Using intertwined log entries is new and effective. It’s a nice device but the conflict between Seven and Janeway only works if Seven believes the ship would get them back to Earth. She doesn’t.
The shoe finally drops. Janeway’s war crimes have come home to roost. Helping the Borg defeat Species 8472 got Arturis’s race borgified and he wants revenge, kidnapping Janeway and Seven to get them assimilated. Another strong scene with Seven and Janeway and Seven gets a hilarious line. Obviously, it doesn’t work.
A middling episode, but it satisfyingly brings the season full circle, bookending the war crimes, Janeway’s relationship with Seven, and other reflections like Seven rejecting a return to the collective. Some things DO have consequences. That’s a nice change of pace.
Awesome! I’ve been looking forward to this one. No pun intended. The Doctor teaching Seven social skills is a dubious proposition at best; this part’s all a bit clumsy.
You know, I vaguely remember this one from 24 years ago. The crew is allergic to a nebula and must cross it in stasis.
“Sub nucleonic radiation” is devastating to organic tissue, but Seven will be okay… because she’s not organic? Still, the Borg drone who had trouble adjusting to brief solitude being utterly isolated is a good setup. The Doctor being in command is also dubious. Or maybe it’s comedy?
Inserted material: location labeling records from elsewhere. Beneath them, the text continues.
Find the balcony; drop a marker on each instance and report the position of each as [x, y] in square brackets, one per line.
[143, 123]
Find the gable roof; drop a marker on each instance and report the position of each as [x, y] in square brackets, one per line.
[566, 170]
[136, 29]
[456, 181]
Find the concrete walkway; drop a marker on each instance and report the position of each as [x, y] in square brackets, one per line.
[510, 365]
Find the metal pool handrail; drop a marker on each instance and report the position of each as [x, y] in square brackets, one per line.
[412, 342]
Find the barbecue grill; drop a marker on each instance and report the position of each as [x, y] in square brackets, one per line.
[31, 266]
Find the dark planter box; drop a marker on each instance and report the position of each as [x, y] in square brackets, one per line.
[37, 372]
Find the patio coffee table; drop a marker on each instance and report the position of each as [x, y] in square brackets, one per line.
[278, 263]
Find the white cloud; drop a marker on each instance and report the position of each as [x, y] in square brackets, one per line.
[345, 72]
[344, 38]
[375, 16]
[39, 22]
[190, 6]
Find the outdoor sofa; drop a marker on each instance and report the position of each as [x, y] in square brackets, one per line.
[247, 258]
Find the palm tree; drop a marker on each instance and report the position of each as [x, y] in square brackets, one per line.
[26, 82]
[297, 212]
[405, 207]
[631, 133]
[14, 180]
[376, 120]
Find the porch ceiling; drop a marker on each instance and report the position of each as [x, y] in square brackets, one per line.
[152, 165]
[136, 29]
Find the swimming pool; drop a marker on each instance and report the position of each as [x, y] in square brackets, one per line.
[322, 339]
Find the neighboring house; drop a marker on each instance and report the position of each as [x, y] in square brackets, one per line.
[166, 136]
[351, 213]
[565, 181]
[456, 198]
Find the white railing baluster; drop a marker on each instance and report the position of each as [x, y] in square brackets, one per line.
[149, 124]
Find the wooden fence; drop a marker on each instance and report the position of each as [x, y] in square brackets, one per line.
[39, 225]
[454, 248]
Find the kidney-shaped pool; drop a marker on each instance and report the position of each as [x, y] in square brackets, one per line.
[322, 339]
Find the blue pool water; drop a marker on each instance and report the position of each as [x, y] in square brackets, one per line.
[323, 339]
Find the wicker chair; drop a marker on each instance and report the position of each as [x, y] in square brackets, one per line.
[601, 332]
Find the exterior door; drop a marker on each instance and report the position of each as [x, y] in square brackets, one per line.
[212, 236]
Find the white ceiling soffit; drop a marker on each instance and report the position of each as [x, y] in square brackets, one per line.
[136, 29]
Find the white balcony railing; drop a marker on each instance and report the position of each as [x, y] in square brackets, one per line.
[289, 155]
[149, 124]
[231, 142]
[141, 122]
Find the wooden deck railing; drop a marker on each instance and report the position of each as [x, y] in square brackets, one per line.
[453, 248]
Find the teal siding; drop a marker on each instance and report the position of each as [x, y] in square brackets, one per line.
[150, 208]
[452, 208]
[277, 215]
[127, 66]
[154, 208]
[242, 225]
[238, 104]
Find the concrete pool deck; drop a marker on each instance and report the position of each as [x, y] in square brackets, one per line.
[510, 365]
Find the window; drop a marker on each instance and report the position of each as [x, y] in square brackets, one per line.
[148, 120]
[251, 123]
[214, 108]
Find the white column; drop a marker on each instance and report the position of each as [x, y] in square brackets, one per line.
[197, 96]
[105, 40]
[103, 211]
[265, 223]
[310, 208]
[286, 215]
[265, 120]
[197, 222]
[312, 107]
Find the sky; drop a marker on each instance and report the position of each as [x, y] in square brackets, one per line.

The deck full of “coffins” is aptly eerie. Foreshadowing? Cut to Seven on Day 10. Tom sleepwalks. Found unconscious, he should be dead. Tensions are rising, so the EMH prescribes a trip to the holodeck. It’s interesting how Seven uses the trip to the holodeck but the Doctor wants compliance, not creativity.
The plot complication is a welcome distraction. It turns out to be a false alarm. An interesting consequence of the organic matter integrated into the computer systems. Still, it should have been easily foreseen. The Doctor has been knocked offline outside of the sick bay before.
We don’t need to change the rules to manufacture drama. Still, the tension gets ramped up nicely as Seven is increasingly isolated. A chance encounter brings a pilot with sexual-predator vibes onto the ship. Is he a hallucination? Seven is definitely hallucinating now and the ambiance is positively Hitchcockian.
This part is outstanding especially as it culminates with the Doctor going offline. In retrospect, the slow build here worked exceptionally well and the climax is intense. It’s also nice that the episode had consequences; Seven has grown and we don’t merely revert to the status quo. A solid episode and most of my qualms I can dismiss as early hallucinations or forgive for being necessary to set the plot in motion. The pay-off at the end, for example, made the awkward bit in the teaser worthwhile.
This episode will be fun to ponder and revisit. What was real and what wasn’t? I’m not entirely sure.